Wednesday, July 4, 2012

Roberts sided with flexibility

Everyone was thrown for a loop last Thursday when Chief Justice John Roberts was the swing vote in the 5-4 decision upholding most of Obamacare, and changing just the penalty if a state opts out of expanding Medicaid.

Since then, John Roberts has been massively reviled by conservatives, who immediately started calling him a RINO, traitor, wimp, etc. However, I noticed that Roberts worked with the justices who were willing to show flexibility. The four dissenters (Scalia, Thomas, Alito, and Stevens) wanted to throw out the entire law--every single part. It seems that Roberts saw parts of it that were within constitutional bounds and he wanted to allow those parts to continue, which is reasonable because the law was passed by duly elected officials.

Since the conservatives weren't willing to let any of the law survive, Roberts was driven into the arms of the liberals, who didn't take an all-or-nothing stand. They didn't force Roberts to except the mandate as within the rights of Congress under the Commerce Clause. Instead, they joined in allowing it on taxing authority. This argument had been made in court, so it wasn't an invention of the justices. The liberal justices also gave in to severing the Medicaid expansion from the penalty for not expanding (loss of all Medicaid money).

This is a rare win for flexibility, but a terrific one. Conservatives and the GOP should take a lesson.

Image: freerepublic.com


Extras: Most cited insider article; a bit long but fascinating throughout. Many legal opinions from a law site. The text (193 pages) of the ruling.

2 comments:

Anonymous said...

I agree. Roberts didn't want to shoot down the whole thing, so came up with a reason it was Constitutional -- one of many possible reasons -- and ran with it.

I'd like to point out that his dissertation on why Congress' taxing authority made it Constitutional when other clauses did not does not constitute law, however. While the GOP jumps on Roberts calling the penalty a form of a tax (correct) and that what Congress decides to call it is irrelevant for Constitutional analysis (also correct), his declaration that is it a form of a tax under Congress' taxing power is simply dicta. The holding is that the law is Constitutional.

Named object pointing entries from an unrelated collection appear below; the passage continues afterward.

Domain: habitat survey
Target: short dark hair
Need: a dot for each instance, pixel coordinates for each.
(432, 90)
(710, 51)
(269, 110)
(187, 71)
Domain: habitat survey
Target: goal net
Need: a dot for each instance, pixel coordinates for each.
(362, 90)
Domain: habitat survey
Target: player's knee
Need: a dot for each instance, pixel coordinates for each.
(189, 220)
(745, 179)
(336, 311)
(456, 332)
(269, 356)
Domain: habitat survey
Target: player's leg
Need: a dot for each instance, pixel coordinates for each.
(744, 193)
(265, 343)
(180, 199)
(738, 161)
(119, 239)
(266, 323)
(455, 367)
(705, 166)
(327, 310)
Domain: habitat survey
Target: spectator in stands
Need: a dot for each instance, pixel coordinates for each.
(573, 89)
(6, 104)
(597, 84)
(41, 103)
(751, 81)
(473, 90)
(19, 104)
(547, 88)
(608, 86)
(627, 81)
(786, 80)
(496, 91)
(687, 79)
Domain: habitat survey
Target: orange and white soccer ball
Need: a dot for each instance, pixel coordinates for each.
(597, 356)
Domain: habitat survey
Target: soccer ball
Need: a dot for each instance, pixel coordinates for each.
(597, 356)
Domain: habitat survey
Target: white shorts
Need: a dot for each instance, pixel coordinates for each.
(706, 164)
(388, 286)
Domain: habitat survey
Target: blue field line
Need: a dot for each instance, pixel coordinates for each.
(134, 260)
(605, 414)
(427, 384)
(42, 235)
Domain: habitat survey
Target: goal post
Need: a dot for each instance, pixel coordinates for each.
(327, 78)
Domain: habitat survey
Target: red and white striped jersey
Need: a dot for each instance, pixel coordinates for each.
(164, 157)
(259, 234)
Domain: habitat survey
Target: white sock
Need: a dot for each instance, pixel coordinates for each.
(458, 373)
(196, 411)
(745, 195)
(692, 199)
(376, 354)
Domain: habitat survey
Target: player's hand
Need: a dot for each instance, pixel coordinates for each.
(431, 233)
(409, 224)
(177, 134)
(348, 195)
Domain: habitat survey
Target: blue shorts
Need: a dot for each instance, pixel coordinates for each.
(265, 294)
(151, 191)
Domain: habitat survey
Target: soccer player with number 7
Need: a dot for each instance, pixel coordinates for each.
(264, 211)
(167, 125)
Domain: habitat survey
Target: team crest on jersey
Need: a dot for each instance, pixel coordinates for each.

Future courts are unlikely to adopt the reasoning that any mandate placed on the people can't fall under the Commerce clause or the Reasonable and Proper clause, and ONLY the taxing pokwers clause since that isn't part of the holding. He never got 5 votes for that. So it's just his opinion. The other 4 concurrences agreed that it could be a basis for the law to be declared Constitutional.

So it's a political football but the analysis and argument of Romney and the GOP that it's a tax because Roberts says it's a tax is not correct. It's a tax because it's a tax and could always be considered a tax, albeit a conditional one. Mandate/tax/penalty/fee is irrelevant in assessing such a provision of law from Congress. That's what Roberts and the 4 other concurring justices held.

ModeratePoli said...

@Anon, what do you mean by "dicta?"

I agree that this isn't the final word on the Commerce Clause, because it never is.

BTW, I'd be a terrible constitutional law nerd because I'm not 100% into the "rule of law" orthodoxy. I also care a lot about outcomes. I'm still hopeful that ACA will have a net positive outcome for Americans.